The probe, which will examine how schools can better support students with a disability, comes in the wake of the boy-in-cage affair, revealed in April.
The inquiry will examine the social, economic and personal benefits of improving education for students with a disability, as well as the impact of cutting $100m from the "support for students with a disability" program.
The announcement also coincided with a report, commissioned by Children with Disability Australia, showing that 23% of kids who have been diagnosed with a disability are being rejected from public and private schools.
"Our schools should be places where all children are supported to learn and teachers are equipped to meet the needs of their students. We need to hear the voice of parents of children with disabilities as well as schools and teachers," Shorten said.
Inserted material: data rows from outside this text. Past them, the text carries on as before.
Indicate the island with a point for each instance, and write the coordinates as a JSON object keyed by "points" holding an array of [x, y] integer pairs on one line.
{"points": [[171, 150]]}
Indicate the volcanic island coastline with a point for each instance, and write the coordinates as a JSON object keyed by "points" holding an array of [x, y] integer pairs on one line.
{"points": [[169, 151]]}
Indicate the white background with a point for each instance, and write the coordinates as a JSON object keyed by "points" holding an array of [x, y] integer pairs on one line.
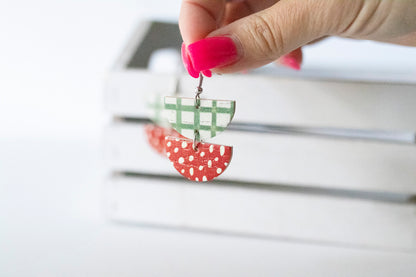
{"points": [[54, 56]]}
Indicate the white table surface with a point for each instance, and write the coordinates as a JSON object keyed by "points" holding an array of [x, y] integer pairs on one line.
{"points": [[53, 60]]}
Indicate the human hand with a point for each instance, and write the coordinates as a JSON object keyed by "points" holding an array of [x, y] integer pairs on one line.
{"points": [[228, 36]]}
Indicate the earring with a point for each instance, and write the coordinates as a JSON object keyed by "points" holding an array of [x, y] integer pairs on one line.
{"points": [[197, 120]]}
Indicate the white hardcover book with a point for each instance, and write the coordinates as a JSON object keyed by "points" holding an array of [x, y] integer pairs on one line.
{"points": [[288, 99], [262, 212], [281, 159], [276, 100]]}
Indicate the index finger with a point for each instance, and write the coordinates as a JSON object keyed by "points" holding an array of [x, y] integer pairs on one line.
{"points": [[198, 18]]}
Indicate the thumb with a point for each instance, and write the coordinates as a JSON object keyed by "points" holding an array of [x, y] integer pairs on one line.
{"points": [[262, 37]]}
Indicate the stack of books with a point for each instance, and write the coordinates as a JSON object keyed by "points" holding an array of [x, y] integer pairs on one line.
{"points": [[316, 158]]}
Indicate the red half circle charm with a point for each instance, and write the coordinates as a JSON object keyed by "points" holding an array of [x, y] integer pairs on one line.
{"points": [[204, 164], [156, 136]]}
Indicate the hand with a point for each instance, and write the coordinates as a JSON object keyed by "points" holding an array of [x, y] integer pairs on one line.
{"points": [[229, 36]]}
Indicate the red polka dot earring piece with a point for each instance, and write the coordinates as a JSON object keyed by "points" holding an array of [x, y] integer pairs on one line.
{"points": [[196, 120]]}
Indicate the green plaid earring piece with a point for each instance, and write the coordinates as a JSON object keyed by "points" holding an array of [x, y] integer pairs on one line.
{"points": [[198, 120]]}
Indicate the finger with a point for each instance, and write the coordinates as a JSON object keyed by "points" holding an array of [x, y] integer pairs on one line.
{"points": [[236, 9], [198, 18], [265, 36], [292, 60]]}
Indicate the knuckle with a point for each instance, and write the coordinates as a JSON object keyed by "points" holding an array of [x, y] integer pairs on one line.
{"points": [[266, 37]]}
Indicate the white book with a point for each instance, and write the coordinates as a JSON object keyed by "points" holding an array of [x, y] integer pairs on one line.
{"points": [[371, 102], [281, 159], [262, 212]]}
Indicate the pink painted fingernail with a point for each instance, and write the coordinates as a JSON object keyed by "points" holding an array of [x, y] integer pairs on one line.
{"points": [[212, 53], [187, 62], [290, 62]]}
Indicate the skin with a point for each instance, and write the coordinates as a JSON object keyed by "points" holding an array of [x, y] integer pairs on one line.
{"points": [[265, 30]]}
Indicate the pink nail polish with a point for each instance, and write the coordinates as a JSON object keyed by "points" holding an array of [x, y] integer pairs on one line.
{"points": [[212, 52], [290, 62], [187, 62]]}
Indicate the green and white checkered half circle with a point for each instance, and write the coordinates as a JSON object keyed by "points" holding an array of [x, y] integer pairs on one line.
{"points": [[212, 116]]}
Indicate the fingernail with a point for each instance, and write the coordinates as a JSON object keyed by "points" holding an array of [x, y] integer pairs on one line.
{"points": [[187, 62], [212, 53], [290, 62]]}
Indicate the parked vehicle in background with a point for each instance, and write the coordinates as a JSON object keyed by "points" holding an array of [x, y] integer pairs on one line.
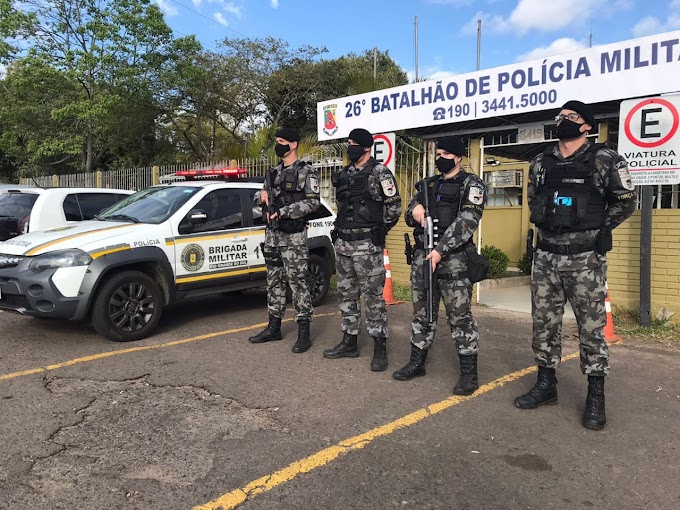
{"points": [[159, 246], [26, 209]]}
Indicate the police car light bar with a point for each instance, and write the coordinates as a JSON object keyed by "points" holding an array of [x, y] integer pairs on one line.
{"points": [[223, 172]]}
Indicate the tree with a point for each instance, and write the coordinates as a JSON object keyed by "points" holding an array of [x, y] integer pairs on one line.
{"points": [[106, 51]]}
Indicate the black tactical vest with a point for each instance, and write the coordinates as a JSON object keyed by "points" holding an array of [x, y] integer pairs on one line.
{"points": [[445, 196], [287, 193], [567, 199], [357, 209]]}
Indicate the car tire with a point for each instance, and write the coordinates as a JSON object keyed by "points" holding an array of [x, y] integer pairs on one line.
{"points": [[319, 279], [128, 307]]}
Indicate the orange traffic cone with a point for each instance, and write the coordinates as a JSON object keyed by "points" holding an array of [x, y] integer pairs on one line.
{"points": [[609, 335], [388, 292]]}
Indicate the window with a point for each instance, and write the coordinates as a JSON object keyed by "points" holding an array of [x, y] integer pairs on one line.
{"points": [[223, 208], [505, 187], [17, 205], [71, 209], [94, 203], [258, 219]]}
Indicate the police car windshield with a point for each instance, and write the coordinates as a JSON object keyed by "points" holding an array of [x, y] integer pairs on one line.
{"points": [[152, 205]]}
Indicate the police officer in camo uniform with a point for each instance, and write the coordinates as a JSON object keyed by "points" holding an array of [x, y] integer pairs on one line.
{"points": [[291, 192], [456, 201], [369, 206], [578, 192]]}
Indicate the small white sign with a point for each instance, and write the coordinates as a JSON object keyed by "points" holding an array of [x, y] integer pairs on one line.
{"points": [[531, 133], [649, 139]]}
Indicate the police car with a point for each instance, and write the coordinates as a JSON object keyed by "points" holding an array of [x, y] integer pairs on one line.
{"points": [[166, 243]]}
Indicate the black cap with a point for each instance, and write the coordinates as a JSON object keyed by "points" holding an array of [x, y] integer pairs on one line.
{"points": [[452, 145], [288, 134], [583, 110], [362, 137]]}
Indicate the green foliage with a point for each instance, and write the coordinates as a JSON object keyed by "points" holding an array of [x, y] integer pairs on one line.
{"points": [[498, 260], [101, 84], [525, 264]]}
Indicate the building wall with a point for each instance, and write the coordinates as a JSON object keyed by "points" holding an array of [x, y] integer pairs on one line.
{"points": [[624, 263]]}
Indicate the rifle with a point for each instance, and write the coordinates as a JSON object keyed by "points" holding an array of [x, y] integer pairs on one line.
{"points": [[267, 211], [408, 250], [530, 245], [429, 246]]}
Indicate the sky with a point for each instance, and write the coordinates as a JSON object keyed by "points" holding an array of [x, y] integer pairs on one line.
{"points": [[511, 30]]}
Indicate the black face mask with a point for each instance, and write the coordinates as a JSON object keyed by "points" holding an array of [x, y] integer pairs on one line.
{"points": [[281, 150], [445, 165], [355, 152], [568, 130]]}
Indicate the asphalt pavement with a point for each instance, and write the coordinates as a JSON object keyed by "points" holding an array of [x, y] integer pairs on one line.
{"points": [[197, 417]]}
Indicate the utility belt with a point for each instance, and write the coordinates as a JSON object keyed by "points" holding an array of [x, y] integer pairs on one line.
{"points": [[419, 245], [271, 258], [566, 249]]}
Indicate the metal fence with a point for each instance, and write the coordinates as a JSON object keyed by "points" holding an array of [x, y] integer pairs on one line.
{"points": [[409, 161]]}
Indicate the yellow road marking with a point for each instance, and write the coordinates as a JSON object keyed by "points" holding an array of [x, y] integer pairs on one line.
{"points": [[234, 498], [120, 352]]}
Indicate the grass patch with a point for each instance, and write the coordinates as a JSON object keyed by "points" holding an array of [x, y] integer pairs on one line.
{"points": [[627, 324]]}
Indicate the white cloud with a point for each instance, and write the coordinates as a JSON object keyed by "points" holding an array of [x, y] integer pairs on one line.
{"points": [[232, 8], [536, 15], [651, 25], [548, 16], [450, 2], [219, 17], [430, 73], [558, 47], [490, 23], [167, 7]]}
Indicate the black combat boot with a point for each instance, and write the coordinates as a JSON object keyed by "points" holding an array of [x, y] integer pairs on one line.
{"points": [[271, 332], [467, 382], [379, 361], [345, 349], [543, 392], [303, 343], [415, 367], [593, 415]]}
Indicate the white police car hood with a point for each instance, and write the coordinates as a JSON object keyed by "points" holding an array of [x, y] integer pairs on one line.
{"points": [[89, 236]]}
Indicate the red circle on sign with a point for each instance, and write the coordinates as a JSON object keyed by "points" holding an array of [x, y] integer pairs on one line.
{"points": [[674, 128], [389, 146]]}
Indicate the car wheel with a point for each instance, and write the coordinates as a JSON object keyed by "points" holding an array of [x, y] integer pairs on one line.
{"points": [[128, 307]]}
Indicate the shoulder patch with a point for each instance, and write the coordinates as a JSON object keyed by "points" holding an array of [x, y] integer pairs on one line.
{"points": [[389, 186], [476, 194]]}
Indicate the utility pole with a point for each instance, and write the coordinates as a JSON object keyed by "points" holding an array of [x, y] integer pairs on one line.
{"points": [[479, 40], [375, 66], [416, 46]]}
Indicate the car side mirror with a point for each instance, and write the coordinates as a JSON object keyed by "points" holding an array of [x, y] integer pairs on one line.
{"points": [[198, 217]]}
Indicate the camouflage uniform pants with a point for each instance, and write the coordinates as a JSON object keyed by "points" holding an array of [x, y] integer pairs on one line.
{"points": [[580, 278], [357, 275], [456, 294], [288, 264]]}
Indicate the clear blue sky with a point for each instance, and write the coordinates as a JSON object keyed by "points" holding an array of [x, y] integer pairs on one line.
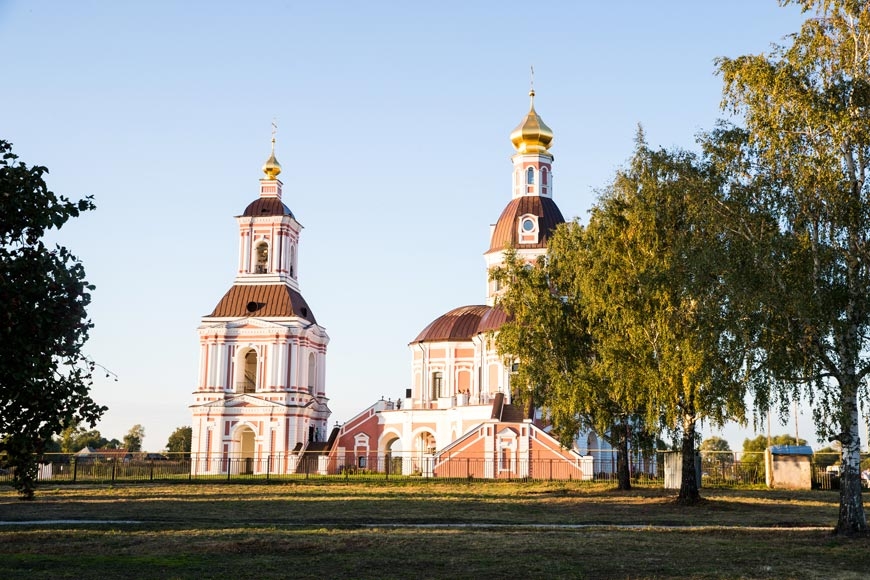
{"points": [[393, 133]]}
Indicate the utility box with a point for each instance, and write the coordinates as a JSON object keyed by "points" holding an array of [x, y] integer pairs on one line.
{"points": [[789, 467], [674, 469]]}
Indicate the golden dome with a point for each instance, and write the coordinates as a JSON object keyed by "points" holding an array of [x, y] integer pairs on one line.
{"points": [[272, 168], [532, 135]]}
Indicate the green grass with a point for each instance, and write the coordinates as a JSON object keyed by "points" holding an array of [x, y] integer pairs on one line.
{"points": [[415, 530]]}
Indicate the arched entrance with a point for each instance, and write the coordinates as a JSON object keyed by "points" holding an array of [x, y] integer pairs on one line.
{"points": [[246, 371], [243, 445], [392, 456], [423, 453]]}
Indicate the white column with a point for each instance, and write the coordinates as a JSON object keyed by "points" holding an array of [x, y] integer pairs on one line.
{"points": [[294, 364], [321, 373]]}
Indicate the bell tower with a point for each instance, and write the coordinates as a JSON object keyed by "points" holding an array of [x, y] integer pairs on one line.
{"points": [[260, 400], [528, 220]]}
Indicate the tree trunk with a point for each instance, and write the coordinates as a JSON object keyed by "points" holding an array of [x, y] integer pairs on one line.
{"points": [[623, 473], [852, 519], [689, 492]]}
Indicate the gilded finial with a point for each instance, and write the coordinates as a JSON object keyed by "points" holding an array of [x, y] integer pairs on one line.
{"points": [[532, 135], [272, 168]]}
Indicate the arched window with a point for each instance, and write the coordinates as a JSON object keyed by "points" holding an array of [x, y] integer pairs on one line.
{"points": [[437, 384], [262, 257], [312, 372], [247, 379]]}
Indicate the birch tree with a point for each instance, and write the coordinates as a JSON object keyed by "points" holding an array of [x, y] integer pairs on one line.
{"points": [[806, 109]]}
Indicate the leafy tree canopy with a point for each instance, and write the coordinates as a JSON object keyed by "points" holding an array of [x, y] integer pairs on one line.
{"points": [[44, 377], [134, 438], [180, 440], [714, 444]]}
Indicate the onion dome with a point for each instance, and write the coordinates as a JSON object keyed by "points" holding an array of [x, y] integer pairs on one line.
{"points": [[505, 234], [272, 168], [532, 135], [460, 324]]}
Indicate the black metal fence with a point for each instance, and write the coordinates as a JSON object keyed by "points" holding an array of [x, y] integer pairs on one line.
{"points": [[717, 469]]}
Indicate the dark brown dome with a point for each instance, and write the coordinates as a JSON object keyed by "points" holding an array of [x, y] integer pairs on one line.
{"points": [[492, 320], [506, 234], [267, 206], [262, 300], [458, 324]]}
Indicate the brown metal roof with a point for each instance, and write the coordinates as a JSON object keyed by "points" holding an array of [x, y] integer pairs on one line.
{"points": [[267, 206], [505, 233], [458, 324], [492, 320], [263, 300]]}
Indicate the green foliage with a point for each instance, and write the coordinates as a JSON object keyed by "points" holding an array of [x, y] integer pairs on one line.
{"points": [[714, 444], [44, 378], [134, 437], [180, 441], [75, 437], [806, 160], [656, 274], [547, 333]]}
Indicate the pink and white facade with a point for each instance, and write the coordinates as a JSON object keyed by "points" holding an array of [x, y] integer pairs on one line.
{"points": [[457, 418], [261, 390]]}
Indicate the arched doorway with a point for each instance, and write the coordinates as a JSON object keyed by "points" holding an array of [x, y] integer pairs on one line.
{"points": [[243, 445], [393, 459], [424, 453], [262, 255]]}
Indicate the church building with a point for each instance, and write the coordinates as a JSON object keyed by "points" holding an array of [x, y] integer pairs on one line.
{"points": [[261, 394], [457, 419], [260, 403]]}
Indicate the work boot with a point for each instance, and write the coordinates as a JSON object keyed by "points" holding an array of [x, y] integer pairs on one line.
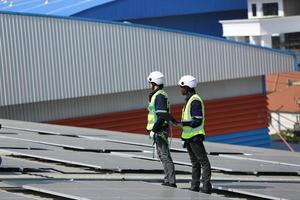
{"points": [[165, 183], [173, 185], [169, 184], [194, 189], [207, 188]]}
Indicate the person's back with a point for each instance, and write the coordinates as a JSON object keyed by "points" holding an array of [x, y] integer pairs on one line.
{"points": [[158, 127], [193, 134]]}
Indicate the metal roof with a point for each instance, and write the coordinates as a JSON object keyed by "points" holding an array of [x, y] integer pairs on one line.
{"points": [[96, 175], [51, 58], [52, 7]]}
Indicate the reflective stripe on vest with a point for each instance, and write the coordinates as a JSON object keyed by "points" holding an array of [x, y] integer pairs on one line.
{"points": [[152, 117], [187, 131]]}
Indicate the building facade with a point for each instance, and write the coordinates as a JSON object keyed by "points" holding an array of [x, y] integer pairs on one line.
{"points": [[64, 68]]}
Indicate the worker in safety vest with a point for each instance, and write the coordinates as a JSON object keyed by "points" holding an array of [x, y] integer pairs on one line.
{"points": [[193, 134], [158, 128]]}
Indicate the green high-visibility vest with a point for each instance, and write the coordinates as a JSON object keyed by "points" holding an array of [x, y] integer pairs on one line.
{"points": [[152, 117], [187, 131]]}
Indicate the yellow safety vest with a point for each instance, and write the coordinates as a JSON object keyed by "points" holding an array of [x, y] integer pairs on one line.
{"points": [[187, 131], [152, 117]]}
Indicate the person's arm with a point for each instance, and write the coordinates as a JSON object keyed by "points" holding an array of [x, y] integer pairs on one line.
{"points": [[197, 115], [161, 106]]}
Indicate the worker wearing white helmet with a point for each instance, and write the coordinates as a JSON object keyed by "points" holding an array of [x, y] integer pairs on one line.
{"points": [[158, 127], [192, 123]]}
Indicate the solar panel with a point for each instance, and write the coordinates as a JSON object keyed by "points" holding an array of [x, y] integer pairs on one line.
{"points": [[103, 161], [13, 196], [117, 190], [268, 190]]}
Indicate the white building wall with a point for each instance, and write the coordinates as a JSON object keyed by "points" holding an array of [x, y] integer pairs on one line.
{"points": [[282, 121], [94, 105]]}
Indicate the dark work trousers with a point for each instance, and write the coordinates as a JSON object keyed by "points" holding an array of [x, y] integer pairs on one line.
{"points": [[164, 155], [199, 160]]}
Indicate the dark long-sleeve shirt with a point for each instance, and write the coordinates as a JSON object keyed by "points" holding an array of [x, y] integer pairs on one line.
{"points": [[197, 117], [161, 105]]}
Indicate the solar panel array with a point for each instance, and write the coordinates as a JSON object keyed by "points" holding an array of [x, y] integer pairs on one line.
{"points": [[75, 163]]}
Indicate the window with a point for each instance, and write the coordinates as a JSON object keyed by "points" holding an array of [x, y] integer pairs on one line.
{"points": [[270, 9], [254, 10]]}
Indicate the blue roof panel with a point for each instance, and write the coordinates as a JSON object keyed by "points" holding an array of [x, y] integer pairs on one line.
{"points": [[53, 7], [139, 9]]}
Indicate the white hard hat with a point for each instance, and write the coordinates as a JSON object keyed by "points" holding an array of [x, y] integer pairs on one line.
{"points": [[156, 77], [188, 80]]}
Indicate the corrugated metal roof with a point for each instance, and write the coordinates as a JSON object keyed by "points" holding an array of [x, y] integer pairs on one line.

"Parents of children with disability are often made to feel like troublemakers because they demand support for their child at school and that's just not right."
The Australian Education Union (AEU) welcomed Shorten’s call for a Senate Inquiry as a way of highlighting the effect of chronic resource shortages in the area.
AEU federal president, Correna Haythorpe, said too many students with disability were missing out on an education that let them reach their potential because schools were not getting the funding they needed to support them.
“Children with disability deserve an education which treats them as individuals, includes them in school life and lets them reach their potential,” Haythorpe said in a statement.
“It is not acceptable that a child with disability misses out on an education because their school cannot afford to provide an in-class assistant, personalised lesson plans, or vital equipment.”
In its May Budget, the Federal Government announced $1.3bn in funding to help schools meet the needs of children with a disability. The funding will add more than $5bn to the sector over the next four years.